Paul-André Proulx

Littérature Québecoises


Roy, Gabrielle


Bonheur d'occasion. Éd. Boréal compact, 1976, 413 p.

La Famille urbaine des années 1940

Roger Lemelin et Gabrielle Roy sont deux écrivains qui ont amorcé un courant littéraire urbain. Avant eux, la littérature se limitait à la paysannerie puisque les dirigeants politiques et religieux rappelaient continuellement à leurs ouailles que la société québécoise se devait d'être française, catholique, prolifique et rurale. Hors de ce circuit, point de salut. La ville entraînerait la perte de l'âme et du corps du malheureux qui s'y aventurerait. Dans Les Soirs rouges, Clément Marchand déplorait amèrement l'exode vers la ville, ce milieu où triomphe la mort. Dans Bonheur d'occasion, Gabrielle Roy perpétue le mythe de la malignité urbaine. D'aucune façon, l'urbanité ne peut supporter le rêve de la famille québécoise nombreuse. C'est donc un espace à fuir comme la peste.
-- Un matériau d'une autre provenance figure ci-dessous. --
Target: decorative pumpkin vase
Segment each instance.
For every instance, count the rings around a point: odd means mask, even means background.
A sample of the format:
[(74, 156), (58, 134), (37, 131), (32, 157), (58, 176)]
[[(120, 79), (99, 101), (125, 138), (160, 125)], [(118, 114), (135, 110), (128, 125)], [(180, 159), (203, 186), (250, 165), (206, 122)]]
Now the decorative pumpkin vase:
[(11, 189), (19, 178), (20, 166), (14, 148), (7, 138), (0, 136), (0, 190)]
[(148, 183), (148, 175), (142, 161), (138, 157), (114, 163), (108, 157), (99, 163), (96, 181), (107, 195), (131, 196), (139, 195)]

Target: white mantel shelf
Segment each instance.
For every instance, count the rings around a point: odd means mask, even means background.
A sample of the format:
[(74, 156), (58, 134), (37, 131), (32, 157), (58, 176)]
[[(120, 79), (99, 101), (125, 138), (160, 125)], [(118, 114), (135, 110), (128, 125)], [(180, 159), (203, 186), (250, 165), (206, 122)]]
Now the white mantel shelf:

Ceux qui y restent sont condamnés à la pauvreté et à la maladie. Un petit voyage à la campagne de la famille Lacasse souligne comment la ferme peut être salutaire. Vivre à la ville pour un homme, c'est vendre sa santé aux suppôts de Satan. Et ce serait vendre son âme que de vouloir tenir les rênes de l'économie. L'argent, c'est du fumier diabolique auquel il ne faut pas toucher. Cette dialectique faisait plaisir aux âmes protestantes anglaises, qui d'ailleurs ne sont pas gênés pour exploiter l'aspect sacrificiel du bon Québécois qui ne cherchait qu'un terreau pour planter sa croix. Après la Rébellion de 1837, le peuple s'est isolé sur des terres agricoles ou s'est livré à vil prix aux entreprises qui se sont enrichies aux dépens de sa santé. L'homme, vidé de son âme, a passé le flambeau à sa femme, qui, du mieux qu'elle a pu, a maintenu notre cohérence en transmettant les valeurs reçues des ancêtres. La tâche était lourde, d'autant plus que l'analphabétisme était monnaie courante. Coupé de toute vie intellectuelle ou culturelle, il était bien difficile d'imaginer une société nouvelle pour assurer la survivance de nos valeurs.

Gabrielle Roy a bien choisi son quartier, Saint-Henri, pour illustrer cette dynamique de la pauvreté de la famille urbaine d'origine française. Pauvreté qui s'accentue en tous sens parce que les Montréalais sont en fait des déracinés quasiment illettrés, venus s'établir dans une ville presque entièrement anglophone au 19e siècle. Son roman trace un triste tableau de cette société, muselée dans ses projets sociaux et ne vivant que de bonheurs d'occasion. Il va falloir attendre 1960 avant que le Québec prenne son destin en main avec Jean Lesage, un nouveau premier ministre, dont le slogan était " Maître chez nous ". Déjà, le personnage de Jean, curieuse coïncidence, annonce ce tournant qui va se manifester quinze ans après la parution de ce grand roman qui donne l'heure juste. Pour en saisir toute la richesse, il faut être familiarisé avec l'Histoire du Québec et, surtout, avec les aspirations déçues du peuple que l'on a traité, comme l'a écrit Albert Memmi, comme des colonisés sous-doués.

L'écriture est d'un classicisme qui en fera bâiller quelques-uns, mais cette œuvre, comme La Famille Plouffe de Roger Lemelin et Le Survenant de Germaine Guèvremont, véhiculent l'âme canadienne-française comme un viatique.